I tend to like [to stay in] different types of places. With urban hotels for example, I like hotels that are more lifestyle-like, something like the Nomad in London, which I stayed at last December. I like city hotels that really embrace the local culture and people; when you sit in the lobby or the lounge and the bar that’s full of locals, that’s a good thing for me.

I [also] enjoy resorts that are quieter, more luxurious, [that has] more space.

What would you say is the most thoughtful design that you’ve come up with?

Just because it’s at the top of my mind, I just stayed at the W that we did in Dubai and I really liked the bar in the rooms. [Instead of a mini bar], it’s more like a maxi bar. It’s got full-sized bottles of tequila, vodka, gin… It’s basically for the pre-party crowd. There’s a makeup table with a mirror that folds open next to the bar. It’s to create this ability for guests to gather in the room, so they can stay in and invite their friends. It’s quite fun.

The W Dubai. Photo: Blink Design Group

When you stay at other hotels, was there any design that you’ve come across and wish you thought of instead?

All the time, but I don’t know if I can think of anything specific. But all the time. I mean, there’s some, there’s some amazing work out there, it’s hard not to be inspired. But then we always try to figure out how to use that to be inspired, to do something creative, and not just copy what [others] did before.

What is the current trend in hospitality design? And is there anything that you see emerging as a future trend in hospitality design as well?

Last year, I was saying biophilia is quite interesting as a design. But I think I ended up seeing too much of it, it kind of feels like it’s passé now.

I think a trend that will be big for the next couple of years is the blurring [the boundaries] between work and going on holiday. We see it now where some hotels in Asia are changing some of these public areas to “more like WeWork” kind of spaces. They want to attract the younger generation that wants to work remotely to work in their hotel for a month or so.

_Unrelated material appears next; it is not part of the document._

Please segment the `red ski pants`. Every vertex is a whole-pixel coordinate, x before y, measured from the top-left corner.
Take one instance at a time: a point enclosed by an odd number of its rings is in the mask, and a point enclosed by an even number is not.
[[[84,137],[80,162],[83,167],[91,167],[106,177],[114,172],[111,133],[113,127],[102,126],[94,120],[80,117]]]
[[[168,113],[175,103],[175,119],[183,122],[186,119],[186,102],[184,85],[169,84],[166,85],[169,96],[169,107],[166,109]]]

With employees now returning to offices, do you still see that happening?

I think so. I think we will land somewhere in the middle because I think Covid taught us how important it was to communicate or to relate to other humans. Although, Covid also forced us to work alone in isolation and I think a lot of us like that to some degree. Even for Blink, we’re practicing a hybrid model. So the staff have the flexibility of working remotely. For me that’s okay, as long as [they] get the work done.

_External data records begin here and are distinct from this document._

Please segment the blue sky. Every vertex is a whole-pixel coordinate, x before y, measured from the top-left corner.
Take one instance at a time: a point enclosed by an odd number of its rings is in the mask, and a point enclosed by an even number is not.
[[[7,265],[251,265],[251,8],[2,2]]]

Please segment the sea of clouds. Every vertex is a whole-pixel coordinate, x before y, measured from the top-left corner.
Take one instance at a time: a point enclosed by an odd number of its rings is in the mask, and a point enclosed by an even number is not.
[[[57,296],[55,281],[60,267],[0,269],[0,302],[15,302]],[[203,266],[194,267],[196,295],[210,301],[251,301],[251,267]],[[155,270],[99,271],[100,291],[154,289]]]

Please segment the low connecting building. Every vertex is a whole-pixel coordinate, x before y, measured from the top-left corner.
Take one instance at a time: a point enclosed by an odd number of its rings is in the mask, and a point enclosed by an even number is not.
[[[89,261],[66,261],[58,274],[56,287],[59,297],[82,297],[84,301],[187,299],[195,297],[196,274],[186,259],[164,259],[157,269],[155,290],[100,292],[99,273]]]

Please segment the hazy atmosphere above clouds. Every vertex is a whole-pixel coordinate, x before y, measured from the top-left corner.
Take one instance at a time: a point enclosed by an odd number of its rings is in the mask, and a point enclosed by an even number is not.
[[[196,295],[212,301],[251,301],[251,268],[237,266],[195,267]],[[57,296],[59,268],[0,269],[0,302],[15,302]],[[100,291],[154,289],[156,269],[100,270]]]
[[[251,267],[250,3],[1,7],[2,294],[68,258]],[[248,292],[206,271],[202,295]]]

What was it that you enjoyed during the lockdown during Covid and how did you stay sane?

I actually started gardening. I have a lot of plants on my balcony now (laughs).

Now that the borders are reopening, what are the cities that you look forward to visiting the most?

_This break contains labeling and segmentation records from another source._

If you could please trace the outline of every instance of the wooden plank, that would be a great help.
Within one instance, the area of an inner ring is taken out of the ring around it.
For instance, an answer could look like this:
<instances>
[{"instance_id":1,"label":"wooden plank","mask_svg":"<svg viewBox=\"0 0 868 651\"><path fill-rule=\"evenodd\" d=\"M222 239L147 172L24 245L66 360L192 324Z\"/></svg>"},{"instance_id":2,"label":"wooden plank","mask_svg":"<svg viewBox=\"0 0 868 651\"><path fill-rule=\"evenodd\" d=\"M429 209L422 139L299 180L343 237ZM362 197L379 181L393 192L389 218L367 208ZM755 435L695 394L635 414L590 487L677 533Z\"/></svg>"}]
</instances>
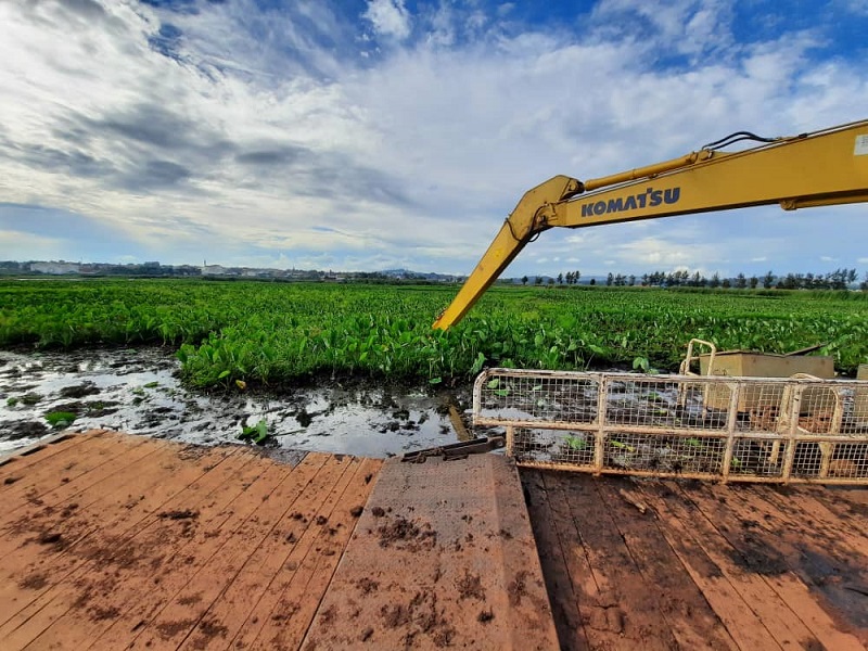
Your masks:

I’ve been fortunate to go to Japan three times now. It’s complicated getting in, but I still enjoy going to Japan. From a design perspective, I feel [the] Japanese have always been very good and their environment, built environments.

I am [also] supposed to go to Portugal to see the design director that’s there. I actually have never been to Portugal, so I’m looking forward to it!

How would you advise someone who’s looking to break into designing hotels?

I always encourage our designers to travel. I think travel is important. You learn more the more you see, the more you experience. That’s why I like travelling so much. So for designers, if you’re able to travel to another city, and you’re designing even offices, then you [want to] try to look at other offices and how they work and get used, etc. But especially for hotel design, you have to experience and see different hotels.

For someone fresh out of school, my advice would be to educate yourself and don’t worry about the name of the school you [graduated from]. Also, maybe try to get some practical experience at a firm.